Germany may be left with just a fraction of its more than 1,600 banks by 2030 as digitization, the rise of alternative financial services providers and growing competition from foreign players chip away at the country's three-pillar banking system, global management consultancy Oliver Wyman says in a new study.
The report projects that the number of credit institutions could stand at 150 to 300 over the next 10 to 15 years. The drastic decline will be driven mainly by changing competition, the segmentation of the financial services sector and disruptive forces such as technological innovation, Oliver Wyman said in its 2018 report on German banks.
To stay afloat in the changing environment, banks will need to have a clear market position and become more flexible and able to innovate, the experts advised.

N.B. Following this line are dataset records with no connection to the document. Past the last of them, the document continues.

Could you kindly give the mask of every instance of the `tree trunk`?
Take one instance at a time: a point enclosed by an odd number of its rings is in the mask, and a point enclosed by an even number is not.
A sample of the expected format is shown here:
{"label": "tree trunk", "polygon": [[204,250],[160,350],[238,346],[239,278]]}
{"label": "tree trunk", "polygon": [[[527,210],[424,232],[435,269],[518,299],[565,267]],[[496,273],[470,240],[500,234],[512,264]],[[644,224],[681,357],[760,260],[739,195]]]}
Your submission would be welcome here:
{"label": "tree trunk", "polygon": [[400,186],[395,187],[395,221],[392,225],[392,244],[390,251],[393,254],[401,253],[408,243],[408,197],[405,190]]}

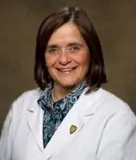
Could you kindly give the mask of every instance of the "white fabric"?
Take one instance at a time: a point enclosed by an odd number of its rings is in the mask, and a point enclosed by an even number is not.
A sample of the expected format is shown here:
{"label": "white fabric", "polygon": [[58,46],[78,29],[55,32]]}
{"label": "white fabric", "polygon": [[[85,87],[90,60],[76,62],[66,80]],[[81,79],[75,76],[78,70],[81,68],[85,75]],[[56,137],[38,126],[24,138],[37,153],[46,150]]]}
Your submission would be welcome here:
{"label": "white fabric", "polygon": [[[136,117],[104,89],[84,91],[44,149],[40,92],[25,92],[12,104],[1,134],[0,160],[136,160]],[[72,134],[71,125],[77,127]]]}

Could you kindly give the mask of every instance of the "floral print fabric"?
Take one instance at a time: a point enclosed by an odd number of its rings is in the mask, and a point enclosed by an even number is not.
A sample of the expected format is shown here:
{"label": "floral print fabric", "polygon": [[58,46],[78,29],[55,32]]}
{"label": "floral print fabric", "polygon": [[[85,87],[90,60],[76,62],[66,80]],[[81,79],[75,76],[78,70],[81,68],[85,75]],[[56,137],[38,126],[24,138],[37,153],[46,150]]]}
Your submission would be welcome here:
{"label": "floral print fabric", "polygon": [[65,98],[53,103],[52,100],[52,89],[51,84],[44,90],[43,94],[38,99],[39,106],[44,111],[43,116],[43,146],[44,148],[50,141],[54,132],[57,130],[68,111],[72,108],[74,103],[78,100],[83,89],[85,88],[85,83],[82,82],[77,85],[75,90],[69,93]]}

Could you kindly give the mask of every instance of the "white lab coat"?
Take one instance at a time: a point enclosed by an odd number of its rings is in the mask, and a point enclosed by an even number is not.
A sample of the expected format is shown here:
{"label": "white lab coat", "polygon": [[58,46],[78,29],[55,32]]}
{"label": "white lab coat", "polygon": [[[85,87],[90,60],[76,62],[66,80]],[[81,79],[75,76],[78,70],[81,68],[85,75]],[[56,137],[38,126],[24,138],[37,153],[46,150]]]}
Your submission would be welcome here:
{"label": "white lab coat", "polygon": [[[130,144],[136,136],[135,115],[104,89],[84,91],[44,149],[40,93],[26,92],[12,104],[1,134],[0,160],[122,160],[128,143],[136,150]],[[77,130],[70,134],[72,125]]]}

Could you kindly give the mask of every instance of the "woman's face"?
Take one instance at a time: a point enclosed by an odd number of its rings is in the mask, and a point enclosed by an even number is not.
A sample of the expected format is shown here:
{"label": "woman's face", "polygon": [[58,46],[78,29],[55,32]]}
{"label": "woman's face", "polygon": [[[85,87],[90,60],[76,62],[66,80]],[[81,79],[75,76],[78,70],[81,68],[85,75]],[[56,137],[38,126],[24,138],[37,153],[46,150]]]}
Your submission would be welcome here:
{"label": "woman's face", "polygon": [[74,87],[85,79],[90,55],[76,25],[69,22],[53,32],[45,51],[45,62],[54,85]]}

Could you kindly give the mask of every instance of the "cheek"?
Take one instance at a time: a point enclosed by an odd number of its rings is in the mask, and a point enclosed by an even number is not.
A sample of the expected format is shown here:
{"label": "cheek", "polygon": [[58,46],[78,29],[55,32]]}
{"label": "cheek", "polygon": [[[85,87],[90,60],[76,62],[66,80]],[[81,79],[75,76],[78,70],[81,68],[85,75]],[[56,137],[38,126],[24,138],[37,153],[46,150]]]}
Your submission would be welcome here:
{"label": "cheek", "polygon": [[51,67],[54,64],[54,58],[50,55],[45,55],[45,64],[47,67]]}
{"label": "cheek", "polygon": [[88,68],[90,64],[90,56],[89,54],[82,54],[80,57],[78,57],[78,62],[82,67]]}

3-pillar model a drag for German banks
The long-standing three-pillar model, which splits the German banking market into public, cooperative and private banks, has been criticized for preventing deeper consolidation, given that it bars cross-pillar mergers. Germany has by far the highest number of banks in Europe with 1,658 credit institutions, nearly 3x as many as second-ranked Austria, according to the latest ECB data.
The model has also been a drag on profitability, mainly because of the different mandate in the public and cooperative bank pillars, Oliver Wyman said. The banks in those pillars are owned by, respectively, German state government and their own members, and their mandate is principally focused on achieving overall economic improvement in their own state and ensuring that all customers in the region have access to bank services.
The profitability of German banks has remained relatively stable between 2013 and 2016 despite growing regulatory pressure and low interest rates, but German banks lag far behind U.S. and other European peers, the report said. The average after-tax return on equity of German banks was 1% in 2016, compared to 9% at U.S. banks, 6.5% at French banks and 5% at Spanish banks, Oliver Wyman estimated.
Disruptive forces
The German banking market has been characterized by two contradictory trends in recent years, the report said: On one hand, consolidation has been ongoing within the pillars, but on the other the overall structure of the market has remained stable.
Around 40 German banks a year have closed in recent years, but roughly 95% of these have been small institutions within the cooperative and public pillars that either merged with lenders in their area or became part of a larger banking cooperative.
This intra-pillar consolidation is not enough to strengthen the German banking system as new entrants, such as fintech companies and foreign banks, begin to provide the services and products offered by the other three pillars while competing with each of them, the study said. This "fourth pillar" challenges the traditional banking model in Germany and changes the expectations of customers.
The growing segmentation of the financial sector also disrupts banks' long-held position of dominance, under which they were the unchallenged universal providers of products and services, the owners of the venue where the products are distributed and the operator of all platforms in the value chain.
Innovation, regulatory changes and shifting socioeconomic trends will add to the disruption and evolution in the system, meaning that many banks will not survive over the next 10 to 15 years, the report concluded.